10

I´m using the glmnet package to perform a LASSO regression. Is there a way to get the importance of the individual variables that were selected? I thought about ranking the coefficients that were obtained through the coef(...) command (i.e. the greater the distance from zero the more important a variable would be). Would that be a valid approach?

Thanks for your help!

cvfit = cv.glmnet(x, y, family = "binomial")
coef(cvfit, s = "lambda.min")

## 21 x 1 sparse Matrix of class "dgCMatrix"
##                    1
## (Intercept)  0.14936
## V1           1.32975
## V2           .      
## V3           0.69096
## V4           .      
## V5          -0.83123
## V6           0.53670
## V7           0.02005
## V8           0.33194
## V9           .      
## V10          .      
## V11          0.16239
## V12          .      
## V13          .      
## V14         -1.07081
## V15          .      
## V16          .      
## V17          .      
## V18          .      
## V19          .      
## V20         -1.04341
user86533
  • 323
  • 1
  • 7
  • 18
  • `glmnet` scales the input variables so in some sense you pick the one variables with the highest "scaled effect". Somehow that makes sense that it should be important, and there are a few papers that actually try to address this particular problem (also the recent book by [Hastie and Tibshirani](http://www.amazon.co.uk/gp/product/1498712169/ref=as_li_tl?ie=UTF8&camp=1634&creative=6738&creativeASIN=1498712169&linkCode=as2&tag=shortcoursein-21") discusses this problem) . However, it really is a question for StackExchange – ekstroem Feb 17 '16 at 19:30

3 Answers3

10

This is how it is done in caret package.

To summarize, you can take the absolute value of the final coefficients and rank them. The ranked coefficients are your variable importance.

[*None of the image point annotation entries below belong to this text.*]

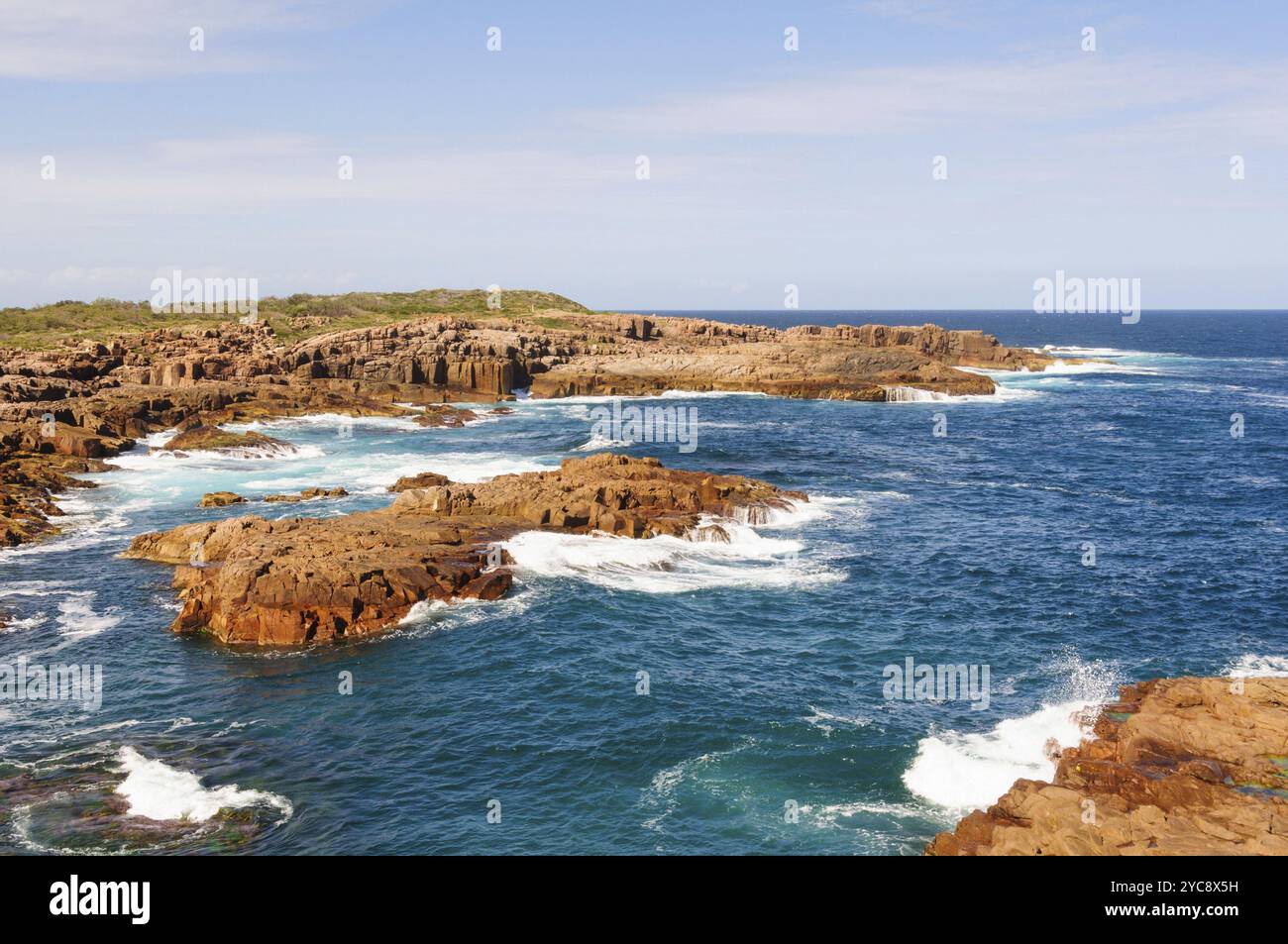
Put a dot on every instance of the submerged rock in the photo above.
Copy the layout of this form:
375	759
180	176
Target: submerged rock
204	438
1177	767
309	494
303	579
421	480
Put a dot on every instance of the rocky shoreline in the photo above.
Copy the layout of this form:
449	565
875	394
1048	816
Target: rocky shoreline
63	411
1176	767
305	579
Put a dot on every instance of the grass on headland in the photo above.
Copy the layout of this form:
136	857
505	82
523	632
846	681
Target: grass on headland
294	318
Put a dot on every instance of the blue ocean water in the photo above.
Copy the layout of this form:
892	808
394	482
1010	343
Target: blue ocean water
764	728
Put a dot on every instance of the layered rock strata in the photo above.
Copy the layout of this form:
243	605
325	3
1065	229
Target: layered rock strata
1176	767
290	582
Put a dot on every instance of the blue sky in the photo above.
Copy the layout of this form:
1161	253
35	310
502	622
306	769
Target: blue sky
768	167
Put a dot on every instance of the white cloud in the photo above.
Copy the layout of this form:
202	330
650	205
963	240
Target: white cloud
132	40
910	99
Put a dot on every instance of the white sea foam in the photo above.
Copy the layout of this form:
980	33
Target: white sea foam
600	442
973	771
669	565
26	623
201	460
1252	666
827	721
77	618
160	792
336	421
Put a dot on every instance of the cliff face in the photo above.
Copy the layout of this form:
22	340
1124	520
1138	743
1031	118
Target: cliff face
62	411
1177	767
290	582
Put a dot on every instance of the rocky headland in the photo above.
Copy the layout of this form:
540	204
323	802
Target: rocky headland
304	579
1176	767
63	410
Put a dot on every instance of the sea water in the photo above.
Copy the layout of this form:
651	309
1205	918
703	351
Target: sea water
686	695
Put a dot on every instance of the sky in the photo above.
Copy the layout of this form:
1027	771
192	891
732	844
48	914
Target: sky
767	166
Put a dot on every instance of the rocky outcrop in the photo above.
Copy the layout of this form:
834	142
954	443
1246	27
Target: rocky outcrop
99	395
308	494
297	581
441	415
423	480
1177	767
206	438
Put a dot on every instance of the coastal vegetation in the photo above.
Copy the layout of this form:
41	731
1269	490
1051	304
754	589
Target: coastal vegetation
292	317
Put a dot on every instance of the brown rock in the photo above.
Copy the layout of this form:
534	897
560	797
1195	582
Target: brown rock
215	438
1180	767
421	480
295	581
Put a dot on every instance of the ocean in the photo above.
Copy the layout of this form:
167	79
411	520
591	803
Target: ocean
1087	526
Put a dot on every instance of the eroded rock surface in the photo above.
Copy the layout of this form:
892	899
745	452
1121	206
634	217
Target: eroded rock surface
1177	767
90	399
287	582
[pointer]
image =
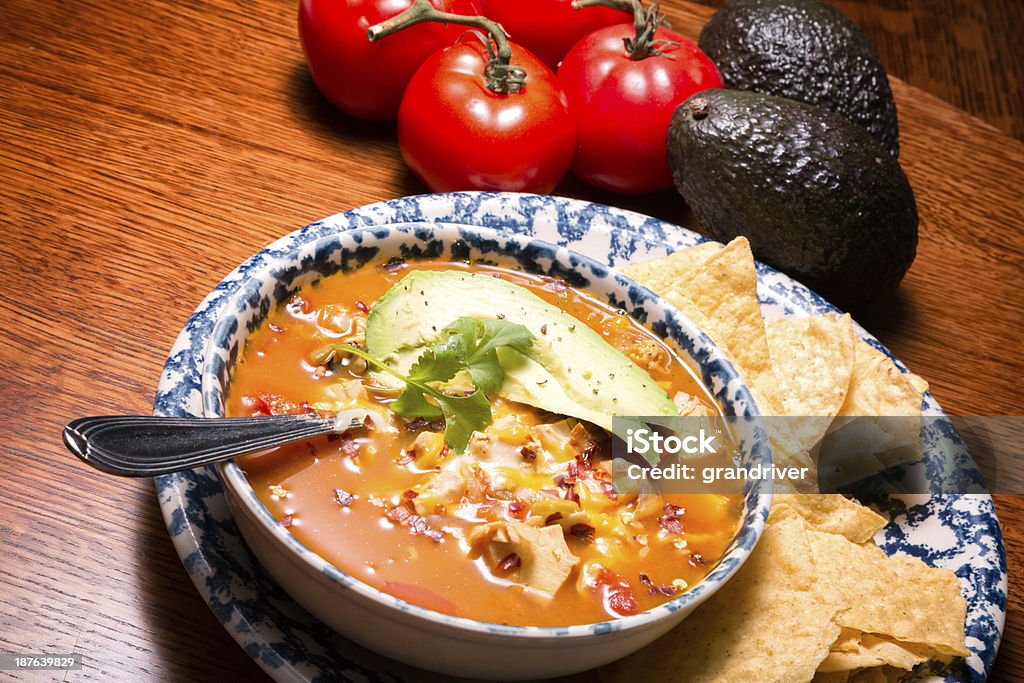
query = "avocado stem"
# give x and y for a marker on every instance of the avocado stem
(699, 108)
(645, 24)
(502, 76)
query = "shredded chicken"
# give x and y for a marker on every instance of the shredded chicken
(689, 406)
(555, 437)
(647, 353)
(545, 559)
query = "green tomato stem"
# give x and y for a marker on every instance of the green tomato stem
(502, 76)
(645, 24)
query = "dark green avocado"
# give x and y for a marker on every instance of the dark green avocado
(805, 50)
(816, 196)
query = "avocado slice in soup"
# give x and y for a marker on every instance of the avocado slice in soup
(569, 369)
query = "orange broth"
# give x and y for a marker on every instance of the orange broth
(363, 501)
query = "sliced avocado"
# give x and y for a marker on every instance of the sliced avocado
(816, 196)
(569, 369)
(805, 50)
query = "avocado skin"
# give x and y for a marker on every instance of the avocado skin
(805, 50)
(816, 196)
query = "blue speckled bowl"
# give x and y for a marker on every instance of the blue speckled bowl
(960, 532)
(408, 632)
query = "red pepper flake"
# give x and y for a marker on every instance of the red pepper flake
(348, 445)
(508, 563)
(518, 509)
(571, 495)
(670, 521)
(671, 524)
(419, 423)
(608, 489)
(619, 597)
(555, 285)
(662, 589)
(397, 514)
(584, 532)
(393, 265)
(297, 305)
(265, 402)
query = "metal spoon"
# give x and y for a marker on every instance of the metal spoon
(145, 445)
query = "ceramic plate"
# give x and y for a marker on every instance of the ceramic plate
(961, 532)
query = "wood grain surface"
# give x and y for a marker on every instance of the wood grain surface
(147, 147)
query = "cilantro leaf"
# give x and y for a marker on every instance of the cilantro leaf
(463, 416)
(439, 363)
(468, 345)
(480, 341)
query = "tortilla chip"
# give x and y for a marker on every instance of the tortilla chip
(878, 675)
(829, 513)
(879, 388)
(837, 677)
(672, 271)
(716, 288)
(864, 650)
(897, 597)
(813, 359)
(767, 624)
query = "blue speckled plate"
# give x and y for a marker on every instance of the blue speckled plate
(961, 532)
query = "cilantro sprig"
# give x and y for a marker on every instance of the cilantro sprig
(466, 344)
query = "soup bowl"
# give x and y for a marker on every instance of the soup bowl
(408, 632)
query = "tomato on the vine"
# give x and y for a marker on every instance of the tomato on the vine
(364, 79)
(624, 88)
(549, 28)
(457, 133)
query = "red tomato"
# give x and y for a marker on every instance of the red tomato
(549, 28)
(624, 105)
(457, 134)
(367, 79)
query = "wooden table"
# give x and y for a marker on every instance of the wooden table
(148, 147)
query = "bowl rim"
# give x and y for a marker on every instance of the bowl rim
(752, 523)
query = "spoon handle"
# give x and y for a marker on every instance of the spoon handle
(145, 445)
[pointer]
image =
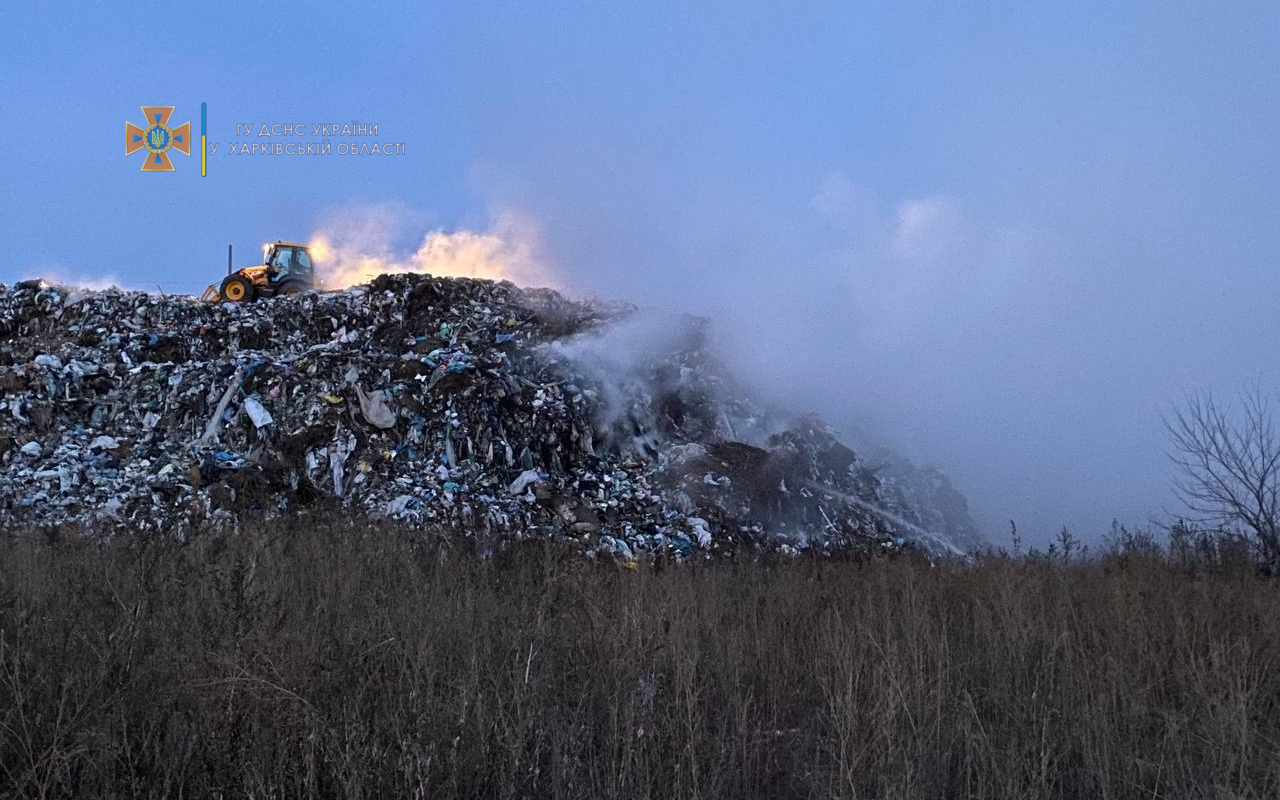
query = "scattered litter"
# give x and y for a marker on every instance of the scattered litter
(499, 411)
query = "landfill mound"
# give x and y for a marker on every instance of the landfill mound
(460, 405)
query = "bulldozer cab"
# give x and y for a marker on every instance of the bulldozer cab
(287, 269)
(287, 261)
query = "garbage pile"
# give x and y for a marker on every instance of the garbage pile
(460, 405)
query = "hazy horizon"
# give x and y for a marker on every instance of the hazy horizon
(1001, 240)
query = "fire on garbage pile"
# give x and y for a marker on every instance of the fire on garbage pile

To view the source code, you can type

caret::getModelInfo("glmnet")$glmnet$varImp

If you don't want to use caret package, you can run the following lines from the package, and it should work.

varImp <- function(object, lambda = NULL, ...) {

  ## skipping a few lines

  beta <- predict(object, s = lambda, type = "coef")
  if(is.list(beta)) {
    out <- do.call("cbind", lapply(beta, function(x) x[,1]))
    out <- as.data.frame(out, stringsAsFactors = TRUE)
  } else out <- data.frame(Overall = beta[,1])
  out <- abs(out[rownames(out) != "(Intercept)",,drop = FALSE])
  out
}

Finally, call the function with your fit.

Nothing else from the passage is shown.